Geometry of random Cayley graphs of Abelian groups

Abstract

Consider the random Cayley graph of a finite Abelian group G with respect to k generators chosen uniformly at random, with $1\ll log\mathit{k}\ll log|\mathit{G}|$. Draw a vertex $\mathit{U}\sim Unif(\mathit{G})$.

We show that the graph distance $dist(\mathsf{id},\mathit{U})$ from the identity to U concentrates at a particular value M, which is the minimal radius of a ball in ${\mathbb{Z}}^{\mathit{k}}$ of cardinality at least $|\mathit{G}|$, under mild conditions.
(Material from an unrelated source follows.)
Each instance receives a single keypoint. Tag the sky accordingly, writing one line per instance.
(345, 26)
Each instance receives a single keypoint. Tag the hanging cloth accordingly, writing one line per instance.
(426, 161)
In other words, the distance from the identity for all but $\mathit{o}(|\mathit{G}|)$ of the elements of G lies in the interval $[\mathit{M}-\mathit{o}(\mathit{M}),\mathit{M}\mathbf{+}\mathit{o}(\mathit{M})]$. In the regime $\mathit{k}\gtrsim log|\mathit{G}|$, we show that the diameter of the graph is also asymptotically M. In the spirit of a conjecture of Aldous and Diaconis (Technical Report 231 (1985)), this M depends only on k and $|\mathit{G}|$, not on the algebraic structure of G.

Write $\mathit{d}(\mathit{G})$ for the minimal size of a generating subset of G. We prove that the order of the spectral gap is $|\mathit{G}{|}^{-2/\mathit{k}}$ when $\mathit{k}-\mathit{d}(\mathit{G})\asymp \mathit{k}$ and $|\mathit{G}|$ lies in a density-1 subset of $\mathbb{N}$ or when $\mathit{k}-2\mathit{d}(\mathit{G})\asymp \mathit{k}$. This extends, for Abelian groups, a celebrated result of Alon and Roichman (Random Structures Algorithms 5 (1994) 271–284).

The aforementioned results all hold with high probability over the random Cayley graph.